Steve, you’re a life saver! That was EXACTLY the problem I was having and the command you mentioned fixed it. Thank you, thank you, thank you!
Not working for me!
I believe this has something to do with SELinux; I’m running openSUSE 11.4 and I thought it uses SELinux too.
I successfully used Samba shares previously with openSUSE 10.* and just tried recently on 11.4.
Trying to setup guest share, read only and I get the following:
1. /srv/shared/ – either asking for user/pwd and rejecting or directly Access Denied or it connects but no file is visible (depending on client OS or SMB settings).
2. /home/user1/srv/shared/ – works as expected (per SMB settings).
Tried all kind of different settings in Samba but made no difference (forced users, groups, acl changes, etc.).
Changed all permissions to “user1/users” on /srv/shared – still NG.
Since /srv is an actual HDD I just changed the mount point to /home/user1/srv and then it works.
Question: Why directories with same exact permissions are shared differently, depending on the mount point and how to deal with that in Samba?
Thanks in advance,
nick
SELinux is exactly the problem for most people. chcon fixes lots of things where selinux is stepping in the way of access to files.
if you do:
# ls -Z
this will show any se linux contexts on files and directories
so you can recursively assign them by doing:
# chcon -r -t the_selinux_contex_t /destination/file/directory
I find it’s a good thing to do at the end of your checklist when making changes etc.
Hi All,
Is it possible for users to have access to password protected shares using User name and a password but WITHOUT having a Linux account defined?
John.
hi ,
iam sharing different shares in samba. so this all folders should be viewed by a single user. so how to configure this?
Let me preface this with Im a Windows guy, have very little knowledge about Linux aside from the nefarious stuff we learned about in my ethical hacking class dealing with backtrack5
So I have a Linux/Samba file server that is holding a my company’s patient’s records. I did not set this up, but so far its been holding the files people needed to access and there hasn’t been much of an issue.
Recently, someone will randomly start getting a “pathway blah blah…access is denied” But when it happens, its only ever the few most recent files reguarding some random patient.

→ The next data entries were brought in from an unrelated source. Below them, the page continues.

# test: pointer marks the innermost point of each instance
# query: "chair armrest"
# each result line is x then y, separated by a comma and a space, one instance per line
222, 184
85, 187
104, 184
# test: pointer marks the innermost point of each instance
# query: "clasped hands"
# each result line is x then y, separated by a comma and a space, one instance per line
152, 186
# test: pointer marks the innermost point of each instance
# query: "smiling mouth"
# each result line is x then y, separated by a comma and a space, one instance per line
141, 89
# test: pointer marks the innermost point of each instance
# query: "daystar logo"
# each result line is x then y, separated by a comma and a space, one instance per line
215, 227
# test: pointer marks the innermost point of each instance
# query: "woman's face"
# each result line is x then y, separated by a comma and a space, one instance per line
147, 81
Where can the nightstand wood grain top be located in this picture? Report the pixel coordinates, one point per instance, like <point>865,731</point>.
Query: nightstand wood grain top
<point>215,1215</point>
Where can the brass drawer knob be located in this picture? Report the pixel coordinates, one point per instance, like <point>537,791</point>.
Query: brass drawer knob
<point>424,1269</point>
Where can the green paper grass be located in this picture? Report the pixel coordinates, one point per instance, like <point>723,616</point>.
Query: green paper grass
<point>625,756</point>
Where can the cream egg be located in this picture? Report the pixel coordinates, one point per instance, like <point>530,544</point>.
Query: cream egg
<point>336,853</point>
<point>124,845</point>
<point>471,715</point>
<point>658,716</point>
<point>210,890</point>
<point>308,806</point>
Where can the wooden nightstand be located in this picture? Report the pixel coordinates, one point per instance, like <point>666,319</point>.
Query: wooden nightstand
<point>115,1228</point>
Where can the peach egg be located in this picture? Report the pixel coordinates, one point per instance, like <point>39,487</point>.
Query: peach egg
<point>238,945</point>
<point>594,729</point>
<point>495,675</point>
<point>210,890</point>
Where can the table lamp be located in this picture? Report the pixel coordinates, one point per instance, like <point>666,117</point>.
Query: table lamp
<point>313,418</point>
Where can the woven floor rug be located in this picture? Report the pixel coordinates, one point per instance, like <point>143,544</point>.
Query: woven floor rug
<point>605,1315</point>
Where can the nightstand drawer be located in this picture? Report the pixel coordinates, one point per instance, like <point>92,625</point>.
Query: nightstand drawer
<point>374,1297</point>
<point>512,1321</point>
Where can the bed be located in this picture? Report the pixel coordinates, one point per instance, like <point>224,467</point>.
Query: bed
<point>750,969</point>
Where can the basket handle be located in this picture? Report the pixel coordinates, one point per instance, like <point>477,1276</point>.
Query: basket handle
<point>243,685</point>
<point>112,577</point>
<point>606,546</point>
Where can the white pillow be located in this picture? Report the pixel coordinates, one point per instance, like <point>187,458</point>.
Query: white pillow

I started by going into the LDAP Account Manager and adding the clinician to a higher privelege group, as I dont feel comfortable adjusting permissions via Linux CLI. Well, I know have some clinicians that are in the administrator groups now(with myself) and are unable to access certain clients.
So far, everytime there has been this issue, I have been able to go in and access the files under my credentials and so this is making zero sense to me.
I have a new Windows SBS 2011 server that I might just be migrating the Linux server files over to if I cant figure this out, but I would like to be able to keep this file server up and running, as we’ve had zero problem with it (aside from the aforementioned permission issue) in the 6 months I’ve been here.
Any help would be greatly appreciated, and if that help invloves me CLI’n in Linux, Ill need it literally spelled out.
Thanks!
i’ve struggled with permission from samba a few hours untill i remembered to change system permissions with chmod…
Nice topic
Sag uns ach so unwissenden doch mal wie wir auf unsere Freigabe auch schreiben dürfen. Guest = no führt nicht zu einem Anmeldprompt !!! writable = yes ist es auch nicht , chmod bla bla bla – Noch immer die alte Linux Krankheit weshalb alle weiter Windows benutzen. Ich würde da gern von weg aber nach kurzer Zeit Danke ich Bill auf Knien für Windows wenn ich diesen Linux Mist sehe.